Ангелина то, Ангелина се. Видел я эту бывшую. Не скажу, что она не красивая — крашеная блондиночка с наращенными ресницами. Да, симпатичная. Как и тысячи таких блондиночек, шастающих по улицам. Да, их можно поставить в ряд и играть в игру «найди десять отличай!» А Соня такая одна!

Это я и попытался сказать, когда на ее просьбу буркнул: «Не дам.» Не помню, что я ей наврал, кажется, что забыл мамин номер. Соня точно знала, что это неправда.

— Ах так, ах так, — Соня на меня так разозлилась, что на секунду стала похожа на ту девушку, которую я знал раньше. Ту, которой не запрещалось иметь свое мнение, ту, которая не парилась из-за того, что какому-то Дену она может не угодить. Ту, которая знала, черт подери, что она прекрасна и воспринимала эту информацию так же равнодушно, как и другие обычные сведения о себе: то, что ей шестнадцать, или то, что она после школы поступит в художественное училище.

Помню, Сонька на меня страшно обиделась. Недавно я говорил ей, что худшие клиентки мамы — это знакомые, которые постоянно напрашиваются на скидку или хотят, чтобы им и вовсе все сделали забесплатно. Наверное, она решила, что я причисляю ее к таким.

Мой протест против того, что Ден с ней делал, был глуп. Конечно, она нашла косметолога и без сопливых. Когда мы через две недели пересеклись в библиотеке (почему-то мы встречались с Сонькой все реже и реже), на лице, где были россыпи «поцелуев солнышка», были красные пятна. И уж они-то действительно были уродливыми. Думаю, если бы Ден ее избивал, он бы добился меньших результатов.

Она спрятала лицо в книгу, чтобы я ее не заметил. Надо было подойти к ней, сказать, что она все еще Красивая. Для меня — красивее всех на свете! Но наша дружба в последнее время ходила по тонкому льду. Если бы я дал понять, что заметил ее в таком состоянии, думаю, она бы меня не простила. Я быстро сдал книги, нахватал новых и почти бегом удалился.

***

Наша последняя встреча состоялась на том же озере. Никаких тебе уточек и закатов. Зимой на озере организовывали детские горки, было очень шумно, кто-то из детей все время плакал, кто-то капризничал — в общем, все, как я не люблю. Но я все равно иногда почему-то приходил сюда. На мои глаза приземлились ее шерстяные варежки.
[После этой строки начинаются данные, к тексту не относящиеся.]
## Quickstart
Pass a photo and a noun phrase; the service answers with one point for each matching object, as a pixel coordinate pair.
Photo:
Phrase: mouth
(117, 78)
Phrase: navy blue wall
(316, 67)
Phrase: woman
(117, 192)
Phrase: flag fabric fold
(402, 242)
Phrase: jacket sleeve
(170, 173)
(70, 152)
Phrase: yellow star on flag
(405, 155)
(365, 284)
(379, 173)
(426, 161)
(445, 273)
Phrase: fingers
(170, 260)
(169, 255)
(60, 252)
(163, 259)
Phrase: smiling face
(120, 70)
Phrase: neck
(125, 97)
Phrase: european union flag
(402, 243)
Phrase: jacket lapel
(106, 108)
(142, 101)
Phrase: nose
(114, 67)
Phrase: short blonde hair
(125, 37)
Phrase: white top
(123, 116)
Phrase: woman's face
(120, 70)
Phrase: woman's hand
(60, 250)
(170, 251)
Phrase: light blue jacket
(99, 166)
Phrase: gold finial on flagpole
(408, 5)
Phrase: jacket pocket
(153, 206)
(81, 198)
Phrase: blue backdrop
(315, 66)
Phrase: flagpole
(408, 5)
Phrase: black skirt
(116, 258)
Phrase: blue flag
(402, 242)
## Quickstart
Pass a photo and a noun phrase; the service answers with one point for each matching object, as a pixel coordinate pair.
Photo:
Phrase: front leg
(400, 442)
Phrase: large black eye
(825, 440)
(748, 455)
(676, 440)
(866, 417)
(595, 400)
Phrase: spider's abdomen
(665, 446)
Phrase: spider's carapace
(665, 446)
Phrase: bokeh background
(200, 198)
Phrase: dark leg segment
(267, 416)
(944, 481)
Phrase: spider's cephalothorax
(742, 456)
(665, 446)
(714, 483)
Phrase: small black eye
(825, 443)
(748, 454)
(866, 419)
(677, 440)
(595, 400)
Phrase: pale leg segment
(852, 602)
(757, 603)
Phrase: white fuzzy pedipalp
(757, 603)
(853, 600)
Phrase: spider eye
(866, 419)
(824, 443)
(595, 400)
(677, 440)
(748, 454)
— Угадай, кто? — послышался знакомый голосок. Ей Богу, если бы не эта «наша», тысячу раз повторенная Сонькой шутка, я бы ее не узнал. Ее яркие рыжие волосы были выкрашены в какой-то мышиный цвет в попытках свести с них жизнь.

— Как дела?

— Все налаживается, как ты и говорил, — с непритворным энтузиазмом начала она, хоть я и не припомню, чтобы действительно говорил такое, — Ден прав.

Отношения — это упорный труд, это постоянная работа над собой! Мы учимся находить компромиссы, мы работаем…

Она так и говорила в тот вечер штампами из популярной психологии. Возможно, все, что она несла, было и правильно. Сами слова. Но то, что стояло за ними, заставило меня ужаснуться. Чем дольше она тараторила про необходимость «расти над собой», идти на компромиссы, а иногда и жертвы, тем четче я понимал, что сейчас произойдет.

— Прекращение общения со мной тоже входит в эту «работу»? — я не ожидал, что это прозвучит настолько жестко.

— Ну не надо! Ну, не говори так, — прошептала она, и вдруг впервые за все эти месяцы при мне всхлипнула. Так по-детски.

«Надо же, ему полгода понадобилось, чтобы сломать ее желание видеться со мной и говорить. Веснушки и волосы она предала гораздо быстрее. Я шел прочь, все надеясь, что она меня окликнет. И она окликнула.

— Постой, — я медленно, как во сне, оглянулся. Может, это будет последний каплей и она пошлет этого Дена туда, куда ему и дорога, может, еще будут закаты, пленеры и уточки?.. Но Сонька лишь спросила, — скажи, а она, эта его бывшая, правда красивее?

«Нет, просто он любил ее, а тебя — нет. Если любишь, человек не может быть некрасивым» — хотел закричать я. Но, конечно же, ничего не сказал. Потому что, произнеси я это, я стал бы таким же, как Ден.

***

Я ничуть не скучал по нашим посиделкам. Мне было, чем заняться. Ходил на свидания, да, я завел девушку, гонял с ребятами на катке. Ладно, безумно скучал.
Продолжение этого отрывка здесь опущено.